Falling into place?

This past weekend was long and hard and I couldn’t be happier it’s over. But it ended on a really great note actually. For those of you who don’t know, I am a server at a fine dining restaurant in my city. This weekend was graduation for a nearby prep school, so as you can imagine, the weekend was filled with over privileged snobby parents and their kids (not all customers were this way, just most). I worked Friday night, and we were slammed all night, a double on Saturday with my night shift having me on a function (a large graduation party), and then last night I worked another function for a graduation. Yesterday day, before work, I was so exhausted that I felt sick. I strongly considered calling out, but decided not to because I had to work a function, and I just told myself I just needed to get through one more night (because I have today off). In the end, I’m really glad I didn’t call out. Firstly, because it was good money, but mostly because of what happened at the function.
The man who booked the function was the father of the graduate, and he is a big wig in the world of wine and spirits. He’s CEO and owner of a major distribution company. We bonded over a love for Florida and discussed how I was moving back down.

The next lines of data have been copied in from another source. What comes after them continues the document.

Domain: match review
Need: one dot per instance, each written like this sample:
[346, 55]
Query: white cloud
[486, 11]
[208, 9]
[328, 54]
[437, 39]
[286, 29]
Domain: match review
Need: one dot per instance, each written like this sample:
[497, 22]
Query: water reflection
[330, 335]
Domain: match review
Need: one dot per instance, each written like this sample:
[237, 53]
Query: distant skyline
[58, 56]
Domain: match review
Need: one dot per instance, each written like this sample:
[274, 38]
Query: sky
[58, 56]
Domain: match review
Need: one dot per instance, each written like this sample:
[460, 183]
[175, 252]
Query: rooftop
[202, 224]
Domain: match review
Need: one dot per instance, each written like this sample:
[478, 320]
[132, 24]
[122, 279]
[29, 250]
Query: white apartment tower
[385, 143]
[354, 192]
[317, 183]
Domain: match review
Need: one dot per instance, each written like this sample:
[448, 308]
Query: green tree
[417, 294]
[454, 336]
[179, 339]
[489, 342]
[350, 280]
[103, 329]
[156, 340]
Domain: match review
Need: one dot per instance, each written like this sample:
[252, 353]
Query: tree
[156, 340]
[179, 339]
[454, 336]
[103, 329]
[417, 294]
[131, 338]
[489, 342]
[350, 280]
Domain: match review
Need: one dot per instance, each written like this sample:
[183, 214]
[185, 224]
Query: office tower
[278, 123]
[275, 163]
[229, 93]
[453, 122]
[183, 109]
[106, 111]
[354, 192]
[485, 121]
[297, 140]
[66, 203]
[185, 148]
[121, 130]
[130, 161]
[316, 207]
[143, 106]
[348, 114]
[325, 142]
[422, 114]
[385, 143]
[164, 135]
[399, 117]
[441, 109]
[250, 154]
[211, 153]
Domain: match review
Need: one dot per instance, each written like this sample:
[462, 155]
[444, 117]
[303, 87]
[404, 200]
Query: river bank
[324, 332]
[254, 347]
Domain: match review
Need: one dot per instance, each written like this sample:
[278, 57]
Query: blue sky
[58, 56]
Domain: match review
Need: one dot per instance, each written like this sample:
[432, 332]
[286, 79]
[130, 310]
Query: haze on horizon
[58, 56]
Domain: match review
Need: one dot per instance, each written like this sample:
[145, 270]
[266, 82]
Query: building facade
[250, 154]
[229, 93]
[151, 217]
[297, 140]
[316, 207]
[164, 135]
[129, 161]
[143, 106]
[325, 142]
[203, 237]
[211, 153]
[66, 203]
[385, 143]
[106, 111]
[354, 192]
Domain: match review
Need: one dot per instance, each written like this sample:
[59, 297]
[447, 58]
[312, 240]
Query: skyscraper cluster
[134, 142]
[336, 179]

He was super nice, and ended up offering me a spot in his company when I get down to Florida because they have an office nearby where my boyfriend and I are looking to live. At the end of the night, he gave me his personal cell phone number and told me to text him so we could exchange emails and other information, and said he would get me a job when I get down there. I’m beyond excited because I wanted to find a job in Florida that wasn’t customer service (mostly just not serving) but was still good money. If I could be like a company rep or something similar, I would LOVE that and I feel I would be very good at it. AND it would just feel good to have a regular big girl job. I’m so excited that I basically already have a job lined up when I get to Florida and I feel like this is a sign that I’ve made the right choice by wanting to move back down. I can’t wait now!